Tomorrow's leaders, today's prices
GARP — Growth at a Reasonable Price — was popularized by Peter Lynch and represents one of the most enduring investment philosophies: don't overpay for growth, but don't avoid it either. The PEG ratio (P/E divided by earnings growth rate) is more complete than P/E alone because it accounts for how fast the business is actually expanding.
This preset tightens the classic GARP definition with a revenue growth floor of 20%, a Forward P/E cap of 30 (ruling out truly speculative pricing), and an operating margin above 12% — confirming the growth translates into real profitability, not just top-line expansion. The EPS estimate requirement (next year must exceed this year on positive earnings) filters for companies where analysts expect the trajectory to continue upward.

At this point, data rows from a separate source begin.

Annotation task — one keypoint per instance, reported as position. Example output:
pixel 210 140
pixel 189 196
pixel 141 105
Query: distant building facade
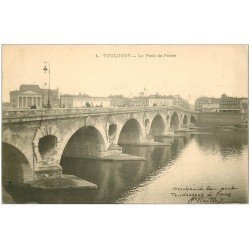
pixel 83 101
pixel 119 101
pixel 32 95
pixel 223 104
pixel 207 104
pixel 159 100
pixel 138 101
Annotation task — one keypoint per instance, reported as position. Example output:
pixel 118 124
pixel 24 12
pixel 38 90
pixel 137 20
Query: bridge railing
pixel 13 113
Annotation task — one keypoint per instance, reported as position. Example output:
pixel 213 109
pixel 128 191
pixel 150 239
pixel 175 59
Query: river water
pixel 196 169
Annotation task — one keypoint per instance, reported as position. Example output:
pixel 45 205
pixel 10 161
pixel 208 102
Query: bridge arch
pixel 158 126
pixel 185 121
pixel 85 142
pixel 193 119
pixel 168 119
pixel 174 121
pixel 130 132
pixel 16 169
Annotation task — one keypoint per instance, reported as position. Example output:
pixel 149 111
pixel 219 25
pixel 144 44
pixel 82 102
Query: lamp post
pixel 45 69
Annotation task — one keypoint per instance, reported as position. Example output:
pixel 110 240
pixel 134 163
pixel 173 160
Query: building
pixel 83 101
pixel 138 101
pixel 119 101
pixel 157 100
pixel 223 104
pixel 207 104
pixel 233 104
pixel 32 95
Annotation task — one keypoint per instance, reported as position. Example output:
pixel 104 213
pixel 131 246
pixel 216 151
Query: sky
pixel 100 70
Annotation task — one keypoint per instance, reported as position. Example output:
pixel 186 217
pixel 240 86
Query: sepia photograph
pixel 125 124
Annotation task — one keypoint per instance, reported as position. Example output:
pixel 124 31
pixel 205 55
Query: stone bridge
pixel 34 141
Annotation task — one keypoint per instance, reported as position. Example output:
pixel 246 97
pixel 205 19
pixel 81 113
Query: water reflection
pixel 220 158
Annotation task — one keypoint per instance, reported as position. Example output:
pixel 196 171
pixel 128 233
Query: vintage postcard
pixel 112 124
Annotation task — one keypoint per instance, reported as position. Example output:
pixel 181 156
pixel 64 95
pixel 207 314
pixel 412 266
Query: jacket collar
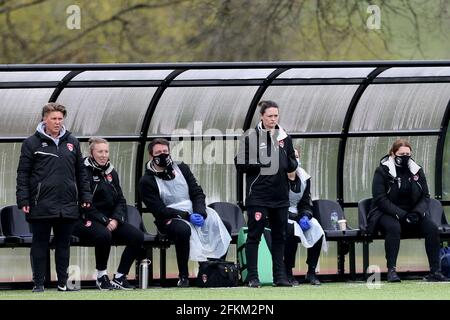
pixel 389 162
pixel 281 133
pixel 90 164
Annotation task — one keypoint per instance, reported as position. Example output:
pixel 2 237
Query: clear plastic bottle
pixel 334 220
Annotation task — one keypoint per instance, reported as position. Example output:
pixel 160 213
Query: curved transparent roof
pixel 105 111
pixel 224 74
pixel 310 108
pixel 30 76
pixel 304 73
pixel 123 75
pixel 21 110
pixel 194 110
pixel 401 107
pixel 416 72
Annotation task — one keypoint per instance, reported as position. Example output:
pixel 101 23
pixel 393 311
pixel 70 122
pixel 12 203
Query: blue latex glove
pixel 197 219
pixel 304 223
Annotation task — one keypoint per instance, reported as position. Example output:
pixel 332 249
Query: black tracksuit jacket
pixel 107 196
pixel 385 192
pixel 265 190
pixel 149 192
pixel 51 179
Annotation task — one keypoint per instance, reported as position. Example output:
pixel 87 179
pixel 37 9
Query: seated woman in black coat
pixel 105 220
pixel 400 204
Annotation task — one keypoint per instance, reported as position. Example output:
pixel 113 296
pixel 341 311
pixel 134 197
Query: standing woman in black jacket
pixel 400 204
pixel 51 182
pixel 105 220
pixel 266 156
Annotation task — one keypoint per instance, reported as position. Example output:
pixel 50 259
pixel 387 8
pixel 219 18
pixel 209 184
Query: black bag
pixel 218 273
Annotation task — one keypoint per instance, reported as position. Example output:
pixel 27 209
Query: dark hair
pixel 156 141
pixel 96 140
pixel 52 107
pixel 265 104
pixel 397 144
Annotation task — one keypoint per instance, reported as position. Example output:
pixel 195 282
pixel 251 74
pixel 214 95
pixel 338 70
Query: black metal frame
pixel 262 84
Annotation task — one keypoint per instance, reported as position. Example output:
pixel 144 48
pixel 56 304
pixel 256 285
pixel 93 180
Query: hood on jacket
pixel 389 162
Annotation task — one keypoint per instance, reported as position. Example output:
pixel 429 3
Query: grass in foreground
pixel 410 290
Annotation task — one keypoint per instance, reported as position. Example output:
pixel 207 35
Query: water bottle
pixel 143 273
pixel 334 220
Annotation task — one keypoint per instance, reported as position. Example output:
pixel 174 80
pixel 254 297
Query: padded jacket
pixel 149 192
pixel 51 178
pixel 107 196
pixel 266 175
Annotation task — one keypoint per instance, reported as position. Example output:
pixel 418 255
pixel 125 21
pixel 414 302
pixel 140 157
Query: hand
pixel 112 225
pixel 412 218
pixel 86 205
pixel 304 223
pixel 401 215
pixel 196 219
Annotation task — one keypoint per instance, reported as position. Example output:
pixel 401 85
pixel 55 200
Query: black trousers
pixel 393 229
pixel 62 231
pixel 290 251
pixel 180 232
pixel 277 218
pixel 125 233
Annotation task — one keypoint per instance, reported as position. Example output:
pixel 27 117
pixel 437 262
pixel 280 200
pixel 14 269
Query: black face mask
pixel 163 160
pixel 402 161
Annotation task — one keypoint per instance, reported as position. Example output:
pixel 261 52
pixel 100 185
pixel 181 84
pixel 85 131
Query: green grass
pixel 410 290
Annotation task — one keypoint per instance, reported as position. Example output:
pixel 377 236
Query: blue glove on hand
pixel 196 219
pixel 304 223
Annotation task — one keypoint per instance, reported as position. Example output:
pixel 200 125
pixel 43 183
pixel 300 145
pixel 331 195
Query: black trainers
pixel 65 288
pixel 282 283
pixel 254 283
pixel 393 276
pixel 183 282
pixel 293 281
pixel 103 283
pixel 122 283
pixel 38 289
pixel 312 279
pixel 436 277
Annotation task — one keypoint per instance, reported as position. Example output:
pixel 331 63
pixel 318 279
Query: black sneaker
pixel 312 279
pixel 183 282
pixel 38 289
pixel 254 283
pixel 293 281
pixel 393 276
pixel 65 288
pixel 122 283
pixel 436 277
pixel 103 283
pixel 282 283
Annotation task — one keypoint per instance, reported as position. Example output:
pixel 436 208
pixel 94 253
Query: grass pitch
pixel 406 290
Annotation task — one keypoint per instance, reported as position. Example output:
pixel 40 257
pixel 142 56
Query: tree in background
pixel 35 31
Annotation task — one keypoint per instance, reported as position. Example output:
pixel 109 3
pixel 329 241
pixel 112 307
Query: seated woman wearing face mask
pixel 171 193
pixel 400 204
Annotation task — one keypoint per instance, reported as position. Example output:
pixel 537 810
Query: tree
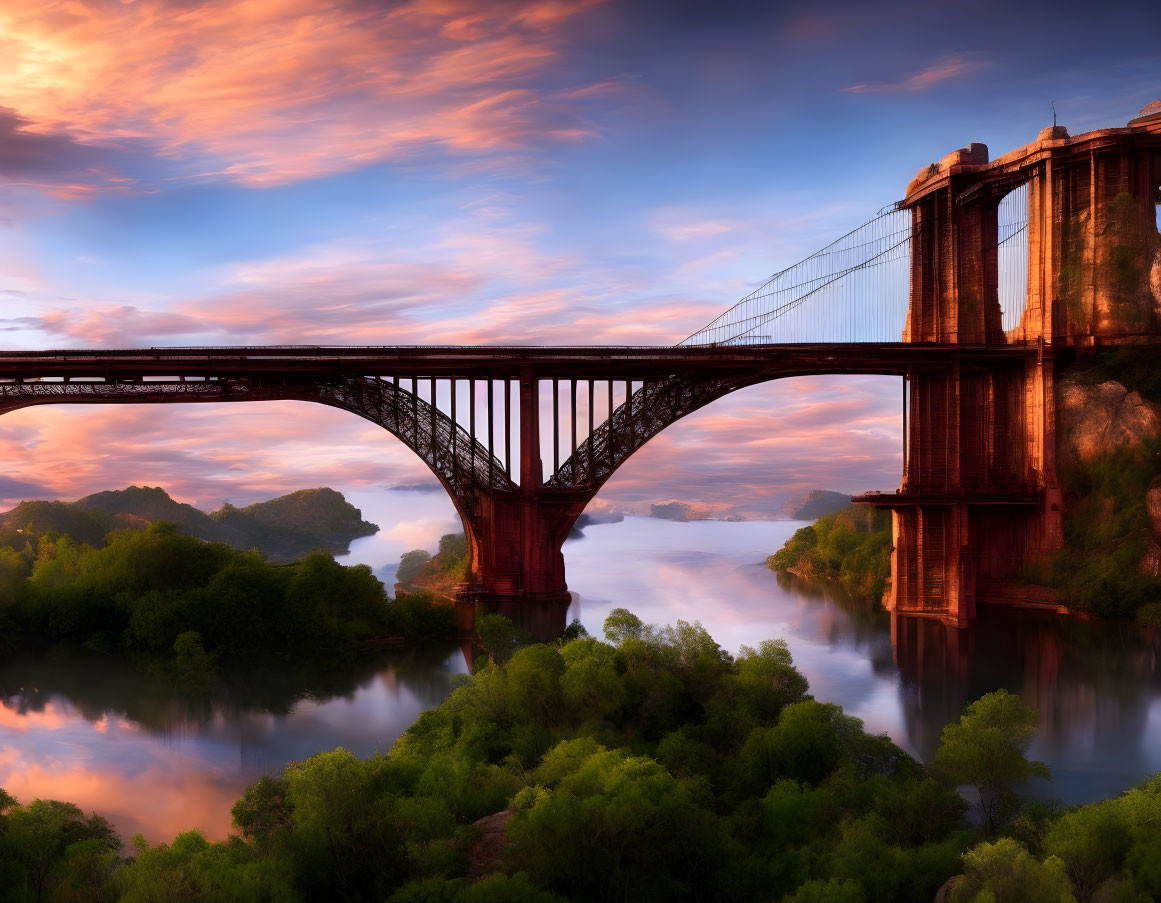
pixel 1004 872
pixel 497 636
pixel 986 750
pixel 622 625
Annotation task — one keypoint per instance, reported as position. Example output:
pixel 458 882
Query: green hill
pixel 282 529
pixel 298 522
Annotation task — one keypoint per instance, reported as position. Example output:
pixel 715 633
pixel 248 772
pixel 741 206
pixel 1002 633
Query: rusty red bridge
pixel 974 288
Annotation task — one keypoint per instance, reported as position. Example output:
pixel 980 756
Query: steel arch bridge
pixel 965 288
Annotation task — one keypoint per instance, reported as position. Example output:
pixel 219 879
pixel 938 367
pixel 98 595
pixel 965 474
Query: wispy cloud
pixel 946 69
pixel 264 92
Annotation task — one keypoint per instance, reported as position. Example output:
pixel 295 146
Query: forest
pixel 179 605
pixel 851 548
pixel 648 766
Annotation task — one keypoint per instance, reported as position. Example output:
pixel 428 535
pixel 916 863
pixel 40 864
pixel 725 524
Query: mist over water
pixel 88 729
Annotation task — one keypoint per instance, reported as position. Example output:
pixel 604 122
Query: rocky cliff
pixel 283 528
pixel 1095 419
pixel 815 504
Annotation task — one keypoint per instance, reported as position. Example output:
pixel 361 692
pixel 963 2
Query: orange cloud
pixel 272 91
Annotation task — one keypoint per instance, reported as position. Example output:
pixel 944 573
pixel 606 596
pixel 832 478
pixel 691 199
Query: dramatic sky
pixel 460 171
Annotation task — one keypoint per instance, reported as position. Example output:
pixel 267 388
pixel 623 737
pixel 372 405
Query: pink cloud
pixel 942 70
pixel 271 91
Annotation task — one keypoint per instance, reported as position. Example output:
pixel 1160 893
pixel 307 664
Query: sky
pixel 469 172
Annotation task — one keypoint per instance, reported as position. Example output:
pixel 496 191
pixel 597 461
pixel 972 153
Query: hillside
pixel 298 522
pixel 282 529
pixel 815 504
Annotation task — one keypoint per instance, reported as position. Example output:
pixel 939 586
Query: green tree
pixel 497 635
pixel 622 625
pixel 1004 872
pixel 986 750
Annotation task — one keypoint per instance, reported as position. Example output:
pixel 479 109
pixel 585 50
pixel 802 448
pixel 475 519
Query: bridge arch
pixel 463 466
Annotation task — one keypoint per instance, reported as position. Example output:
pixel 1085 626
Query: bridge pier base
pixel 516 558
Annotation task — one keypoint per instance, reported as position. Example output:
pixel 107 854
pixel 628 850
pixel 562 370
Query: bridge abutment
pixel 980 498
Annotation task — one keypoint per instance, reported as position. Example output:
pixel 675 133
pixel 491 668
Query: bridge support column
pixel 516 537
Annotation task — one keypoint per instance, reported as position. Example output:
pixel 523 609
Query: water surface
pixel 88 729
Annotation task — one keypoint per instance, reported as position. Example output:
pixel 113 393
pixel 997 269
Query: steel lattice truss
pixel 461 463
pixel 649 410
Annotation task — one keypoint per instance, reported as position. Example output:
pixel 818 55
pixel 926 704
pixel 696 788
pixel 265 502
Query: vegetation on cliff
pixel 442 572
pixel 1110 563
pixel 283 528
pixel 815 504
pixel 851 548
pixel 166 597
pixel 653 766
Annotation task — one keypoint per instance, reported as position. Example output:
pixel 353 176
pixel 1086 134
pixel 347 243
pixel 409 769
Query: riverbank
pixel 683 772
pixel 850 548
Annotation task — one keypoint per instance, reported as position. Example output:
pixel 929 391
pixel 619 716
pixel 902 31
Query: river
pixel 83 728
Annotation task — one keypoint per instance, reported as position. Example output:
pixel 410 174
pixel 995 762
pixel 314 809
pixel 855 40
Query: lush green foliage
pixel 161 594
pixel 1107 533
pixel 283 528
pixel 851 548
pixel 986 750
pixel 442 571
pixel 1105 520
pixel 650 767
pixel 50 851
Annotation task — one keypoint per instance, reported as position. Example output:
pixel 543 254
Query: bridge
pixel 974 289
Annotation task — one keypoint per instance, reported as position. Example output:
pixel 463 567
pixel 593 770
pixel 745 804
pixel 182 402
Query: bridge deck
pixel 502 361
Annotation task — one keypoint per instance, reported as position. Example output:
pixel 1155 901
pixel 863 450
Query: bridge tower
pixel 980 495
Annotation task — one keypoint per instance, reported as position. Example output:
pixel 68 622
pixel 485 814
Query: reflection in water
pixel 91 730
pixel 1097 686
pixel 88 729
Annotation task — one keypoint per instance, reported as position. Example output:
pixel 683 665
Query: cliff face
pixel 1109 439
pixel 1094 420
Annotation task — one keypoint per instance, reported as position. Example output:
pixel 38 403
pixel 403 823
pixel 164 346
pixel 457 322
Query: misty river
pixel 91 730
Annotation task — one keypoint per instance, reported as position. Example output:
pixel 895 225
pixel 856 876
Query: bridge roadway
pixel 491 457
pixel 498 362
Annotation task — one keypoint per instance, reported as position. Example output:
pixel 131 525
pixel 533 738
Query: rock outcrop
pixel 1095 420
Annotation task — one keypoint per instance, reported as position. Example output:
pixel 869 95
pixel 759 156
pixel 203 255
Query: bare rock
pixel 485 855
pixel 1095 420
pixel 944 893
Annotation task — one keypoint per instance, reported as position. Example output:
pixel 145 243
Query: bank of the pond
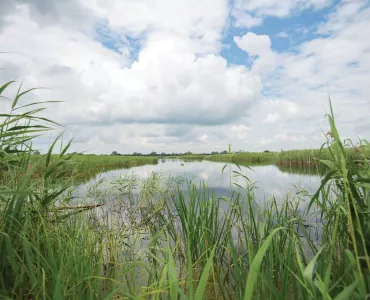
pixel 151 240
pixel 84 167
pixel 301 158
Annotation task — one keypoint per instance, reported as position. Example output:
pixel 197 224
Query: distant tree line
pixel 153 153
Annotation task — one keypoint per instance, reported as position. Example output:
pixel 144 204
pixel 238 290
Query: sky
pixel 190 75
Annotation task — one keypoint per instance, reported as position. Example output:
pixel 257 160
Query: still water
pixel 269 180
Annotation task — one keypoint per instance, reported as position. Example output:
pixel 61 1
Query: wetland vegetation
pixel 149 239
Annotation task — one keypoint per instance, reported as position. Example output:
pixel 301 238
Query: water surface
pixel 268 180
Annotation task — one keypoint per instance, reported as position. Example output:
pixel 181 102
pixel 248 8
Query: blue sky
pixel 175 75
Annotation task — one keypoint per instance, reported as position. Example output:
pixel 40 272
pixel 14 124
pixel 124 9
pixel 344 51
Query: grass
pixel 306 158
pixel 152 240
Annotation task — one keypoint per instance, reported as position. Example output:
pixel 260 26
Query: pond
pixel 268 180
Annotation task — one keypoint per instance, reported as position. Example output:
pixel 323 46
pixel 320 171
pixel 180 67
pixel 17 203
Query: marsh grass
pixel 152 240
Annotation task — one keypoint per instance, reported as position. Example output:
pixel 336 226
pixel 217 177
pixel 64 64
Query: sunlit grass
pixel 152 240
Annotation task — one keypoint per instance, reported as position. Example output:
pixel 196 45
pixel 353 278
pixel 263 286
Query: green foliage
pixel 152 240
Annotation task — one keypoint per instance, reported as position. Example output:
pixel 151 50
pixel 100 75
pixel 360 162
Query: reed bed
pixel 152 240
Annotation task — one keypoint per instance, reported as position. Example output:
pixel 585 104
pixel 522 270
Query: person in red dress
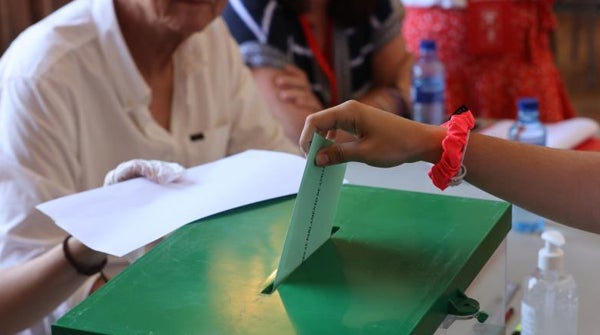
pixel 491 77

The $2B market cap floor keeps the universe in large and mid-cap territory, where analyst coverage makes EPS estimates meaningful.
Screening Criteria
| Parameter | Condition |
|---|---|
| Quarterly Revenue Growth YOY | > 20% |
| EPS Estimate Next Year | > EPS Estimate Current Year (both positive) |
| PEG Ratio | > 0 and < 1.5 |
| Forward P/E | > 0 and < 30 |
| Market Cap | > $2 B |
| Operating Margin (TTM) | > 12% |
A note on the EPS growth threshold
The ideal filter would enforce that next-year EPS estimates exceed current-year by at least 15%. The screener enforces the direction (next year higher, on positive current-year EPS), while the Backseat Alpha newsletter calculates and reports the exact EPS growth percentage for each company — letting you see which names clear or comfortably exceed the 15% target.
Why PEG matters
A stock with a P/E of 25 and 25% earnings growth has a PEG of 1.0 — attractive by GARP standards. The same P/E on a company growing at 5% per year gives a PEG of 5.0 — expensive relative to its growth. Capping PEG at 1.5 means paying at most 1.5× the growth rate, a threshold historically associated with above-market returns even in growth-heavy portfolios.
Who is this for?
Growth-oriented investors who want discipline baked in. If you believe in owning tomorrow's category leaders but want to avoid overpaying for hypergrowth, GARP offers a middle path: real growth, real profitability, and a price that still reflects respect for valuation.